近年來室內運動場所的人數節節攀升，據體育署統計，國人有11.6% 最常從事室內運動類型。本研究於2019年12月～2020年5月冬、春季期間，對三個校區內運動場所進行室內外PM2.5採樣，並分析PM2.5化學性組成—25種金屬元素及3種水溶性離子，探討PM2.5在冬、春兩季間質量濃度變化，利用富集因子法及PMF受體模式解析污染物可能來源，並進行相關性統計分析。結果顯示，PM2.5質量濃度在冬、春兩季皆呈現室外高於室內；金屬元素在冬、春兩季皆呈現健身房濃度高於室外，室內外主要金屬元素為Fe、K、Na；水溶性離子在健身房內PM2.5佔大部分比例，如冬季 (61%～71%)、春季 (44%～51%)，另外發現在運動場所中NH4+的 I/O 值皆大於1。
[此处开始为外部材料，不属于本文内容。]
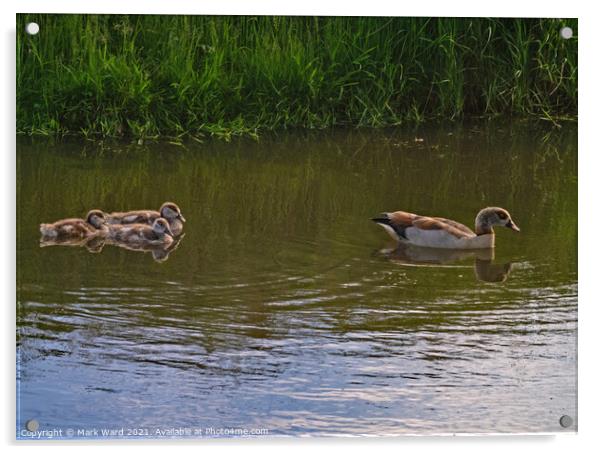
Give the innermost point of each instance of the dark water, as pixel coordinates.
(281, 308)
富集因子法解析結果顯示，冬、春兩季室內PM2.5中金屬元素Fe、K、Mg、Mn、Na、Ti為自然來源，Ag、As、Cd、Sb、Se、Tl則以人為因素為主。 PMF解析結果顯示，冬季室外主要污染源以二次氣膠 (21.7%～42.8%) 為主；春季室外主要污染源以地殼元素及土壤揚塵 (26%～30.4%)、二次氣膠 (24.8%～33.4%) 為主。冬季室內主要污染源以地殼元素及土壤揚塵 (33.4%～37.5%)、室內再懸浮 (24.1%～48.9%)、二次氣膠 (34.7%～47.9%) 為主；春季室內主要污染源以硫酸鹽及清潔用品 (35.7%～48.9%)、土壤及道路揚塵 (30.1%～41.5%)、建物裂損與器材磨損 (31.6%～43.2%) 為主。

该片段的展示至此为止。